# Classical Multi-head attention

Desctiption bewlow is taken from appendix in DETR.

**Multi-head** The general form of _multi-head attention_ with M heads of dimension d is a function with the following signature (using $d^{\prime}=\frac{d}{M}$ (default), and giving matrix/tensors sizes in underbrace)

$$\text { mh-attn }: \underbrace{X_{\mathrm{q}}}_{d \times N_{\mathrm{q}}}, \underbrace{X_{\mathrm{kv}}}_{d \times N_{\mathrm{kv}}}, \underbrace{T}_{M \times 3 \times d^{\prime} \times d}, \underbrace{L}_{d \times d} \mapsto \underbrace{\tilde{X}_{\mathrm{q}}}_{d \times N_{\mathrm{q}}}$$

where $X_q$ is the query sequence of length $N_{\mathrm{q}}, X_{\mathrm{kv}}$ is the key-value sequence of length $N_{\mathrm{kv}}$ (with the same number of channels $d$ for simplicity of exposition), $T$ is the weight tensor to compute the so-called query, key and value embeddings, and $L$ is a projection matrix.

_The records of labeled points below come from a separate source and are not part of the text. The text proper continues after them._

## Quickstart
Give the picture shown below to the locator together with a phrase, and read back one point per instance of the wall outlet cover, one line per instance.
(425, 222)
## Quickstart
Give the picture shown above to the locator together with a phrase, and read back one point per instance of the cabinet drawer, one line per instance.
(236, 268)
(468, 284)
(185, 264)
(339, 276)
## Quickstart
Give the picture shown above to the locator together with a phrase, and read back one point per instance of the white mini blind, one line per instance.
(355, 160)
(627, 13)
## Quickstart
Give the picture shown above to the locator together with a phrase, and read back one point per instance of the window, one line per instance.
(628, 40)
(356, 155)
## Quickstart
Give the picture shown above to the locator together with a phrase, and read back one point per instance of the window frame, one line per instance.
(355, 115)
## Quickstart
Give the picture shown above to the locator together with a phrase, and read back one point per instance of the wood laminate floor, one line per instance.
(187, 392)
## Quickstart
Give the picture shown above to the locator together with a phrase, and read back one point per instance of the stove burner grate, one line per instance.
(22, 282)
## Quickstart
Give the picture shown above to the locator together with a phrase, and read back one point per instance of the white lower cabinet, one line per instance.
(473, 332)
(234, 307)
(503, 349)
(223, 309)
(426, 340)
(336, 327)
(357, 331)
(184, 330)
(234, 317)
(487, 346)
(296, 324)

The output is the same size as the query sequence. To fix the vocabulary before giving details, multi-head self-attention ($\operatorname{mh-s-attn}$) is the special case $X_{\mathrm{q}}=X_{\mathrm{kv}}$, i.e.

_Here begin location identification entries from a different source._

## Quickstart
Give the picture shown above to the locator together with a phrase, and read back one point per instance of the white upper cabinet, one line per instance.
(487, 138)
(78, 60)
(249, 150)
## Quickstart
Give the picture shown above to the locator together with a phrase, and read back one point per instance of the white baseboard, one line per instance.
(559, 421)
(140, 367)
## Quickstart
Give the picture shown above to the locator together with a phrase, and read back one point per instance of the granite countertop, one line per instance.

$$\operatorname{mh-s-attn} (X, T, L)=\operatorname{mh-attn} (X, X, T, L)$$

The multi-head attention is simply the concatenation of M single attention
heads followed by a projection with L. The common practice is to use residual connections, dropout and layer normalization. In other words, denoting $\tilde{X}_{\mathrm{q}} = \operatorname{mh-attn}\left(X_{\mathrm{q}}, X_{\mathrm{kv}}, T, L\right)$ and $X_{\mathrm{q}}^{\prime}$ the concatenation of attention heads, we have

$$X_{\mathrm{q}}^{\prime}=\left[\operatorname{attn}\left(X_{\mathrm{q}}, X_{\mathrm{kv}}, T_{1}\right) ; \ldots ; \operatorname{attn}\left(X_{\mathrm{q}}, X_{\mathrm{kv}}, T_{M}\right)\right]$$

$$\tilde{X}_{\mathrm{q}}=\operatorname{layernorm}\left(X_{\mathrm{q}}+\operatorname{dropout}\left(L X_{\mathrm{q}}^{\prime}\right)\right)$$

where [;] denotes concatenation on the channel axis.

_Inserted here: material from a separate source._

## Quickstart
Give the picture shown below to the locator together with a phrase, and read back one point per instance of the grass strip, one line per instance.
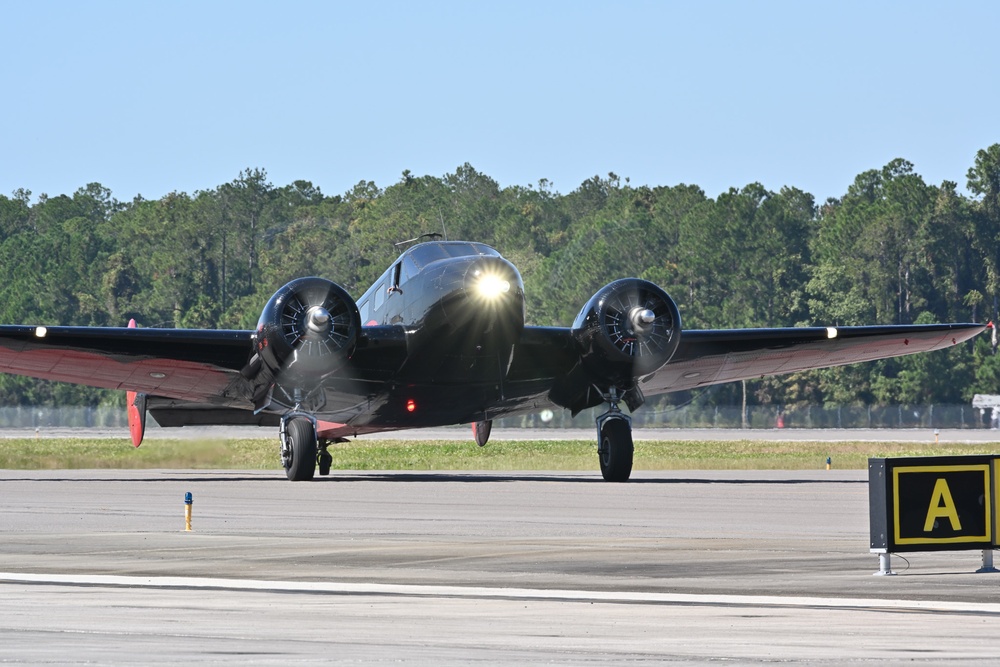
(262, 454)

**Single head** An attention head with weight tensor $T^{\prime} \in \mathbb{R}^{3 \times d^{\prime} \times d}$, denoted by $\operatorname{attn}\left(X_{\mathrm{q}}, X_{\mathrm{kv}}, T^{\prime}\right)$, depends on additional positional encoding $P_{\mathrm{q}} \in \mathbb{R}^{d \times N_{\mathrm{q}}}$ and
$P_{\mathrm{kv}} \in \mathbb{R}^{d \times N_{\mathrm{kv}}}$. It starts by computing so-called query, key and value embeddings after adding the query and key positional encodings:

$$[Q ; K ; V]=\left[T_{1}^{\prime}\left(X_{\mathrm{q}}+P_{\mathrm{q}}\right) ; T_{2}^{\prime}\left(X_{\mathrm{kv}}+P_{\mathrm{kv}}\right) ; T_{3}^{\prime} X_{\mathrm{kv}}\right]$$

where $T^{\prime}$ is the concatenation of $T_{1}^{\prime}, T_{2}^{\prime}, T_{3}^{\prime}$. The _attention weights_ $\alpha$ are then computed based on the softmax of dot products between queries and keys, so that each element of the query sequence attends to all elements of the key-value sequence ($i$ is a query index and $j$ a key-value index):

$$\alpha_{i, j}=\frac{e^{\frac{1}{\sqrt{d^{\prime}}} Q_{i}^{T} K_{j}}}{Z_{i}} \text{ where } Z_{i}=\sum_{j=1}^{N_{\mathrm{kv}}} e^{\frac{1}{\sqrt{d^{\prime}}} Q_{i}^{T} K_{j}}$$

The final output is the aggregation of values weighted by attention weights: The $i$-th row is given by $\operatorname{attn}_{i}\left(X_{\mathrm{q}}, X_{\mathrm{kv}}, T^{\prime}\right)=\sum_{j=1}^{N_{\mathrm{kv}}} \alpha_{i, j} V_{j}$.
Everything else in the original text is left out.